[Python-Dev] str.translate vs unicode.translate (was: Re: str object going in Py3K)

Fri Feb 17 03:25:25 CET 2006

If str becomes unicode for PY 3000, and we then have bytes as out coding-agnostic
byte data, then I think bytes should have the str translation method, with a tweak
that I would hope could also be done to str now.

BTW, str.translate will presumably become unicode.translate, so
perhaps unicode.translate should grow a compatible deletechars parameter.

But that's not the tweak. The tweak is to eliminate unavoidable pre-conversion to unicode
in str(something).translate(u'...', delchars) (and preemptively bytes(something).translate(u'...', delchars))

E.g. suppose you now want to write:

    s_str.translate(table, delch).encode('utf-8')

Note that s_str has no encoding information, and translate is conceptually just a 1:1 substitution
minus characters in delch. But if we want to do one-chr:one-unichr substitution by specifying a
256-long table of unicode characters, we cannot. It would be simple to allow it, and that's the
tweak I would like. It would allow easy custom decodes.

At the moment, if you want to write the above, you have to introduce a phony latin-1 decoding
and write it as (not typo-proof)

    s_str.translate(table, delch).decode('latin-1').encode('utf-8')     # use str.translate
or
    s_str.decode('latin-1').translate(mapping).encode('utf-8')          # use unicode.translate also for delch

to avoid exceptions if you have non-ascii in your s_str (even if delch would have removed them!!)

It seems s_str.translate(table, delchars) wants to convert the s_str to unicode
if table is unicode, and then use unicode.translate (which bombs on delchars!)
instead of just effectively defining str.translate as

    def translate(self, table, deletechars=None):
        return ''.join((table or isinstance(table,unicode) and uidentity or sidentity)[ord(x)] for x in self
                       if not deletechars or x not in deletechars)

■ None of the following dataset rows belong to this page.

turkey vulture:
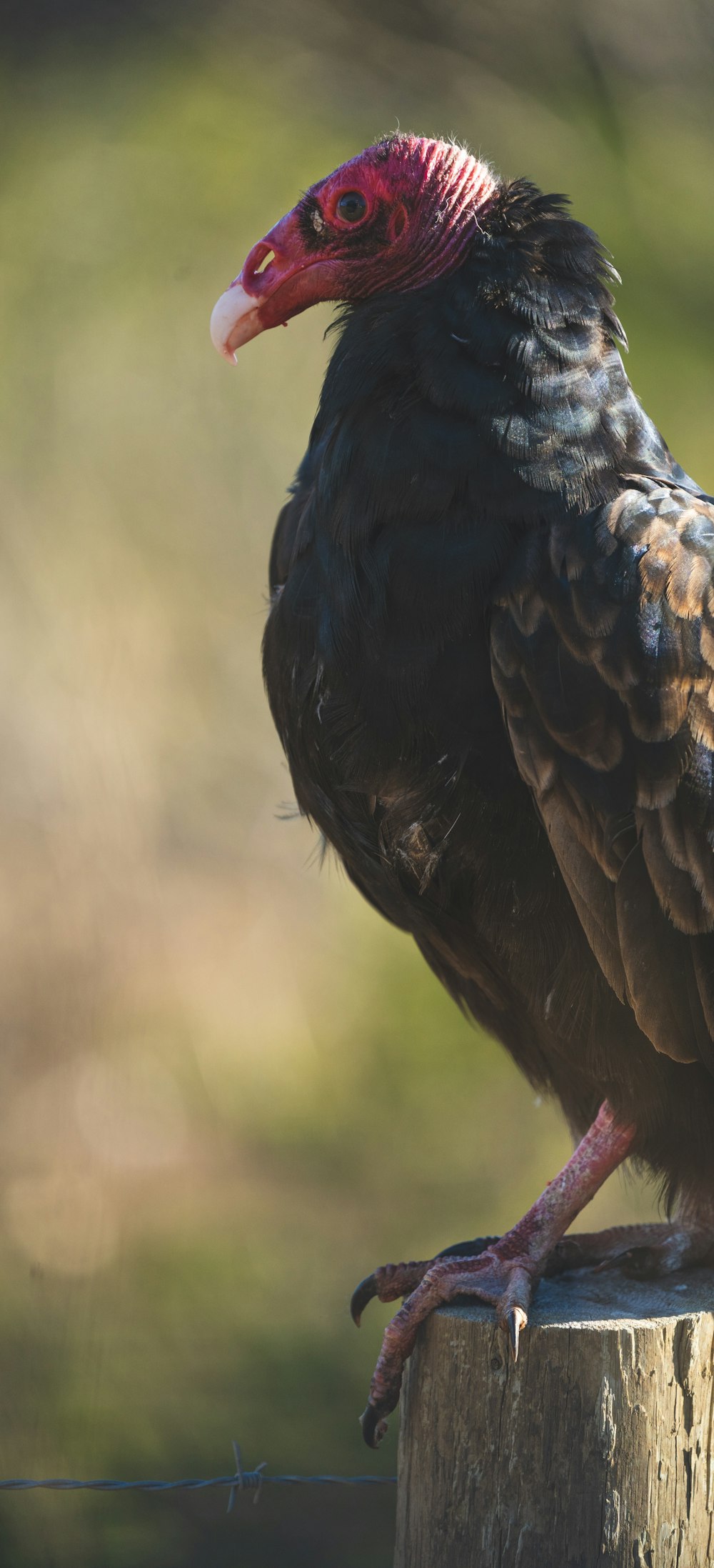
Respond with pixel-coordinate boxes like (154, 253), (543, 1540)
(211, 135), (714, 1446)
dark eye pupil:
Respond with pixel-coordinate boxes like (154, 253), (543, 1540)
(336, 191), (366, 223)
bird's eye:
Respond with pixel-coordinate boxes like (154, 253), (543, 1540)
(336, 191), (366, 223)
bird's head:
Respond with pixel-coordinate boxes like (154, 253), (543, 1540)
(211, 135), (498, 361)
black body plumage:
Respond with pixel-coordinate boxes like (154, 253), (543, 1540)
(265, 182), (714, 1198)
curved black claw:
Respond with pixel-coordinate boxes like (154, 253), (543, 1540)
(360, 1405), (387, 1449)
(437, 1236), (501, 1257)
(349, 1273), (378, 1328)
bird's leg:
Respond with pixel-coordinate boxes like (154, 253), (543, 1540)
(352, 1101), (635, 1449)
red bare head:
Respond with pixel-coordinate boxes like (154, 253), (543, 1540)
(211, 135), (496, 361)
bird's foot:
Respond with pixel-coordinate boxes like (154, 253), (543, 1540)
(352, 1231), (542, 1449)
(352, 1101), (634, 1449)
(545, 1222), (714, 1279)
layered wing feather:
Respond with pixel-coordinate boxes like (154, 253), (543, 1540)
(492, 476), (714, 1069)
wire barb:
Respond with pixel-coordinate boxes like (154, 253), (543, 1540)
(0, 1442), (396, 1492)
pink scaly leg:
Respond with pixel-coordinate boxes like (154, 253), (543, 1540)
(352, 1101), (635, 1449)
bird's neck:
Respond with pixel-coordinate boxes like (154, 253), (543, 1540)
(313, 182), (672, 581)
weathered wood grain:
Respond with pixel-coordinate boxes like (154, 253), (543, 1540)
(395, 1270), (714, 1568)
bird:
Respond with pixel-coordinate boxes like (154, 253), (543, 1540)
(211, 131), (714, 1447)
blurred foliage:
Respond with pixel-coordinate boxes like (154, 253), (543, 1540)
(0, 0), (714, 1568)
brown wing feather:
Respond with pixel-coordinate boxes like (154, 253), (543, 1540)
(492, 478), (714, 1068)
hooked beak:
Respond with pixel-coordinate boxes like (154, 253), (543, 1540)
(211, 211), (338, 364)
(210, 278), (263, 365)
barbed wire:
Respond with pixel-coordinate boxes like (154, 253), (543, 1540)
(0, 1442), (396, 1513)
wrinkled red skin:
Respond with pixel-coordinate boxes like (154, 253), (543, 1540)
(236, 136), (496, 328)
(352, 1101), (635, 1447)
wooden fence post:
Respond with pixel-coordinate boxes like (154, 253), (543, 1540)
(395, 1270), (714, 1568)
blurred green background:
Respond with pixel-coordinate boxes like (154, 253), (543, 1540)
(0, 0), (714, 1568)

    # For convenience in just pruning with deletechars, s_str.translate('', deletechars) deletes without translating,
    # and s_str.translate(u'', deletechars)  does the same and then maps to same-ord unicode characters
    # given
    #     sidentity = ''.join(chr(i) for i in xrange(256))
    # and
    #     uidentity = u''.join(unichr(i) for i in xrrange(256)).

IMO, if you want unicode.translate, then it doesn't hurt to write unicode(s_str).translate and use that.

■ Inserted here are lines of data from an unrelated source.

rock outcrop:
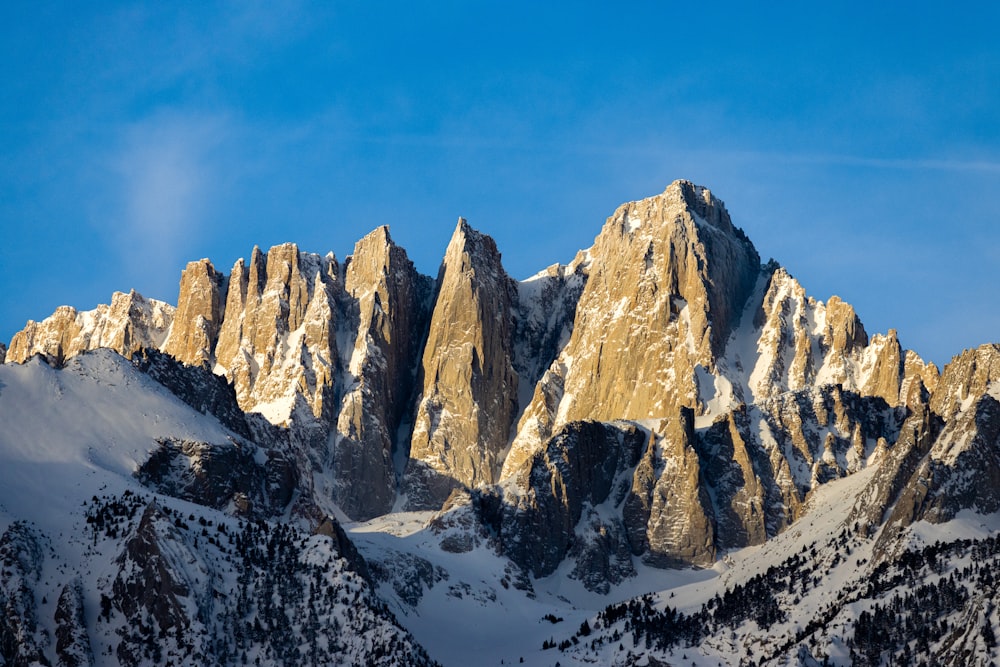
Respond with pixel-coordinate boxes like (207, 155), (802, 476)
(163, 259), (226, 366)
(406, 218), (518, 509)
(6, 290), (175, 366)
(503, 181), (760, 477)
(329, 227), (432, 519)
(215, 243), (339, 424)
(6, 181), (980, 590)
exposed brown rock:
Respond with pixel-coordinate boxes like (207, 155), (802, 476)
(330, 227), (430, 520)
(407, 218), (518, 508)
(7, 290), (174, 365)
(163, 259), (225, 366)
(503, 181), (760, 477)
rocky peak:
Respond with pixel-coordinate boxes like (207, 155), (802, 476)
(163, 259), (225, 366)
(931, 344), (1000, 421)
(7, 290), (174, 365)
(407, 218), (518, 509)
(504, 181), (760, 476)
(330, 227), (432, 519)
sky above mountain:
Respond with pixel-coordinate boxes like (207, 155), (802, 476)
(0, 2), (1000, 364)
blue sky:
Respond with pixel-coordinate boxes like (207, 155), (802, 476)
(0, 2), (1000, 364)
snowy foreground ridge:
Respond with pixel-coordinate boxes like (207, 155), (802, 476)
(0, 181), (1000, 666)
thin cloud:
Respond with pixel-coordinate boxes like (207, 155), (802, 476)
(93, 114), (226, 294)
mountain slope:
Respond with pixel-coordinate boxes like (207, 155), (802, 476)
(0, 181), (1000, 664)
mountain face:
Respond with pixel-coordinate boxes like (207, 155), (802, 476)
(0, 181), (1000, 665)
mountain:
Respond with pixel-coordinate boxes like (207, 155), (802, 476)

Let str.translate just use the str ords, so simple custom decodes can be written without
the annoyance of e.g.,

    UnicodeDecodeError: 'ascii' codec can't decode byte 0xf6 in position 3: ordinal not in range(128)

Can we change this for bytes? And why couldn't we change this for str.translate now?
Or what am I missing? I certainly would like to miss the above message for str.translate :-(

BTW This would also allow taking advantage of features of both translates if desired, e.g. by
    s_str.translate(unichartable256, strdelchrs).translate(uniord_to_ustr_or_uniord_mapping).
(e.g., the latter permits single to multiple-character substitution)

I think at least a tweaked translate method for bytes would be good for py3k,
and I hope we can do it for str.translate now.
It it is just too handy a high speed conversion goodie to forgo IMO.

Regards,
Bengt Richter